L’école doit préparer les jeunes pour demain, mais face à la rapidité de la transformation des métiers, la question se pose : les élèves d’aujourd’hui risquent-ils d’apprendre pour des emplois qui vont disparaître ? Selon le Forum Économique Mondial, 65 % des enfants entrant à l’école primaire exerceront des métiers qui n’existent pas encore. L’essor de l’intelligence artificielle, le développement du numérique et une économie plus respectueuse de l’environnement poussent le marché du travail à se réinventer. Face à ces bouleversements, l’Éducation nationale peut-elle vraiment suivre le rythme ?
Anticiper l’obsolescence des métiers : l’école à la croisée des chemins
Les métiers changent vite, parfois de façon inattendue. Par exemple, la révolution numérique a effacé des emplois, mais elle en a aussi créé de nouveaux, comme data analyst ou spécialiste en cybersécurité. Les secteurs de la santé, de l’agriculture ou de la culture intègrent désormais des outils numériques dans leurs pratiques quotidiennes.
À l’Académie de Paris, certains enseignants innovent déjà, mais le système demeure globalement attaché à un modèle vieux de plusieurs décennies. Résultat : beaucoup d’élèves étudient dans des filières qui seront, demain, peut-être inutiles.

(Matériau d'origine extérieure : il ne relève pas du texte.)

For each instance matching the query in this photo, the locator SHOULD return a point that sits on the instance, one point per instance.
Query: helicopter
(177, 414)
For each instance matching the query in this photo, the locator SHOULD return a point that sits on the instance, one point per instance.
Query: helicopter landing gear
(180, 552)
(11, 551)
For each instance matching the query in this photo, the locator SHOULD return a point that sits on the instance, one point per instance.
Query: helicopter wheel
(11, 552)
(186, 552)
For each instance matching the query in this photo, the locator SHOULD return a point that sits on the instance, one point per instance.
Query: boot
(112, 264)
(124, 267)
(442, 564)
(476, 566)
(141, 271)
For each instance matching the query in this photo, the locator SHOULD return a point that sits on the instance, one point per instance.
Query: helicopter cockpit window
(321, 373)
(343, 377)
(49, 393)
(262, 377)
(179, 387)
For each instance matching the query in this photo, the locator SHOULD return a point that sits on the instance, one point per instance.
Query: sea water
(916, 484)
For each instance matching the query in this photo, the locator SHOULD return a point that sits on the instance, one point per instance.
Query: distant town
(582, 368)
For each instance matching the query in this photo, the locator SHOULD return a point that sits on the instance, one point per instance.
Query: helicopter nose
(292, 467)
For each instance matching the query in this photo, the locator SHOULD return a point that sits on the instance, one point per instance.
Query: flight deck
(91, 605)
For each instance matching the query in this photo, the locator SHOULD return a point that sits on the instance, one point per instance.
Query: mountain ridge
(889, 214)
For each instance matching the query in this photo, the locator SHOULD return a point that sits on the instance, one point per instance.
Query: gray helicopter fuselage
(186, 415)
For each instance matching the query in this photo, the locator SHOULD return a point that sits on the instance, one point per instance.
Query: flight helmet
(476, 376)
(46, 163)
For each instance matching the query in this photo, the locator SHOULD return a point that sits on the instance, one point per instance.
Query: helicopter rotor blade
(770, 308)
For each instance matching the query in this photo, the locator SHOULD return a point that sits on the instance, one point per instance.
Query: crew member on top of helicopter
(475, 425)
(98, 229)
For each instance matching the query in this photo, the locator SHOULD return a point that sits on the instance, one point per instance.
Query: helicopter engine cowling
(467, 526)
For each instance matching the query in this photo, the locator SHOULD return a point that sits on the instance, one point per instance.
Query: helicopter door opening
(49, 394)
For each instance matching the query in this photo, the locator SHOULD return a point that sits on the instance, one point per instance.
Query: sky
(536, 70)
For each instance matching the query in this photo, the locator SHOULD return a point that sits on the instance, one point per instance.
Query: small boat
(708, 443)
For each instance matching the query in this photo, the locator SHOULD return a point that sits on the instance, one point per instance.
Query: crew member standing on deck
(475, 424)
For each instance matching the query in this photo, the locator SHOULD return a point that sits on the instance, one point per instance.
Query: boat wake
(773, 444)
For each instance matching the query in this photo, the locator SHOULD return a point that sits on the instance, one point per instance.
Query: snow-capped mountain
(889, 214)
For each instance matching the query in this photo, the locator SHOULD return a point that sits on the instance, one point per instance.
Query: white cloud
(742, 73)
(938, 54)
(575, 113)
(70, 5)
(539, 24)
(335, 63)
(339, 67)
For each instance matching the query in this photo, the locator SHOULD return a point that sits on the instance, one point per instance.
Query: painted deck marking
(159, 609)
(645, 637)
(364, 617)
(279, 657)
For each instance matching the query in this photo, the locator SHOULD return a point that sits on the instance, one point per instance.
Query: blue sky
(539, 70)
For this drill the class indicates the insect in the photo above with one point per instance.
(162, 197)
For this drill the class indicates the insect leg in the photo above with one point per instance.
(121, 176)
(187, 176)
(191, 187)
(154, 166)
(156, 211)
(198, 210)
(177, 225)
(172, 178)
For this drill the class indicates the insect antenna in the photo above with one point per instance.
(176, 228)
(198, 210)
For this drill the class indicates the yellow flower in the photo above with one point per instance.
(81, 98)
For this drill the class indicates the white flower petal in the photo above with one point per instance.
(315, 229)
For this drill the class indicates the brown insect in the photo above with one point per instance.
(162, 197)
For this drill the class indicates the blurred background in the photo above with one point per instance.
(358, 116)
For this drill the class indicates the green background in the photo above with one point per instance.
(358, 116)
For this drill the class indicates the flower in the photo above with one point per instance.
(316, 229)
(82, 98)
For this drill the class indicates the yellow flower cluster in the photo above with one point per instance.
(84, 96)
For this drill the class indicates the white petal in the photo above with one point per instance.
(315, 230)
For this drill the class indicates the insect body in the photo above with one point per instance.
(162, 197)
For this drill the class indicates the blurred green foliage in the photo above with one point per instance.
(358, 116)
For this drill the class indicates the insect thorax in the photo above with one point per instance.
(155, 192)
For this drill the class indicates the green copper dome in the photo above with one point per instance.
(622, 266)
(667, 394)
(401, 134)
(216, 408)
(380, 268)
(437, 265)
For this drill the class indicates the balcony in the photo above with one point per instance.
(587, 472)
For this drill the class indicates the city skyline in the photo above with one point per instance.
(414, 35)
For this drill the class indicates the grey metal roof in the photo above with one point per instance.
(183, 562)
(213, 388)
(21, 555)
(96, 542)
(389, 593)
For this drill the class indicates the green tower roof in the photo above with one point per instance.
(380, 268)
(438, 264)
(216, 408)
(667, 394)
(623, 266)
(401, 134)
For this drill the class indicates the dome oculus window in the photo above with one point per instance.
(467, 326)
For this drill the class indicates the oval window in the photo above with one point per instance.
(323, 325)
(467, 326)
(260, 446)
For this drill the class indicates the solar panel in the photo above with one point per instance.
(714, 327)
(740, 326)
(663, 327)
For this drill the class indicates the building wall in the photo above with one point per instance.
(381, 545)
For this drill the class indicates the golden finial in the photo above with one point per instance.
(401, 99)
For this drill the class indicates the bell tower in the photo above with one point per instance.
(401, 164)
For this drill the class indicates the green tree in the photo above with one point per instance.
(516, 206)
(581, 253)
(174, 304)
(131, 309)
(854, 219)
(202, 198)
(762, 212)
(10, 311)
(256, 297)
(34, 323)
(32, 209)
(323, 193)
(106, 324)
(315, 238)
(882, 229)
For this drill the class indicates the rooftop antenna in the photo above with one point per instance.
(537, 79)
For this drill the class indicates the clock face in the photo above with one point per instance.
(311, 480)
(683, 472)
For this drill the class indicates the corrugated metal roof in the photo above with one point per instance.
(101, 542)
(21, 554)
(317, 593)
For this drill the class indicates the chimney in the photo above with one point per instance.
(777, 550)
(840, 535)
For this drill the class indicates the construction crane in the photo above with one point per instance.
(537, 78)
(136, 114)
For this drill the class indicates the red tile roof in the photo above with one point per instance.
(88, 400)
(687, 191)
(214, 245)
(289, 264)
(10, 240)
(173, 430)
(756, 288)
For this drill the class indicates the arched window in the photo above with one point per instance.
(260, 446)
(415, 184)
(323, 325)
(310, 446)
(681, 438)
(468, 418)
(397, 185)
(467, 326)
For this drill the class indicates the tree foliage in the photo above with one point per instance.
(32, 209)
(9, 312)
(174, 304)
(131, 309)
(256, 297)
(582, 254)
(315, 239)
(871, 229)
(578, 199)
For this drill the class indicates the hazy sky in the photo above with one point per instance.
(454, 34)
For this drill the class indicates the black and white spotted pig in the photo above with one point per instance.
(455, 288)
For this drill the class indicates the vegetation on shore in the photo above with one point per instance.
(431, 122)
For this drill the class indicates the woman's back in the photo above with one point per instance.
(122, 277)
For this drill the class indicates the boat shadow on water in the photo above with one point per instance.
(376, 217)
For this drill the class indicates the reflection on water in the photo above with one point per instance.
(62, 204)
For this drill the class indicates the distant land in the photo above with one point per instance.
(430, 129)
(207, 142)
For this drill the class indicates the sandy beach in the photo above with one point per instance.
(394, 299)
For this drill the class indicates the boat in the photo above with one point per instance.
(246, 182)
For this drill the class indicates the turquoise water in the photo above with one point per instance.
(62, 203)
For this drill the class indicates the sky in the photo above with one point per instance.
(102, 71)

L’exemple de Thomas : une orientation incertaine
Thomas, 15 ans, s’intéresse aux métiers du web. Avec l’aide de ONISEP et de séances de découverte proposées par Canopé, il découvre des professions variées. Pourtant, il s’interroge : et si son futur emploi n’existait pas encore, ou pire, disparaissait ? Cette situation pousse de nombreux jeunes à douter de la valeur concrète de leur parcours scolaire.
Vers une école plus flexible : innover pour préparer au futur
Pour ne plus former pour des métiers voués à l’obsolescence, il faut renouveler l’école. Certains établissements commencent à adapter leurs programmes. L’école 42, par exemple, propose un enseignement basé sur des projets, sans professeur classique. Les élèves apprennent à travailler en équipe et à résoudre des problèmes concrets, comme le recherchent de nombreux employeurs actuels.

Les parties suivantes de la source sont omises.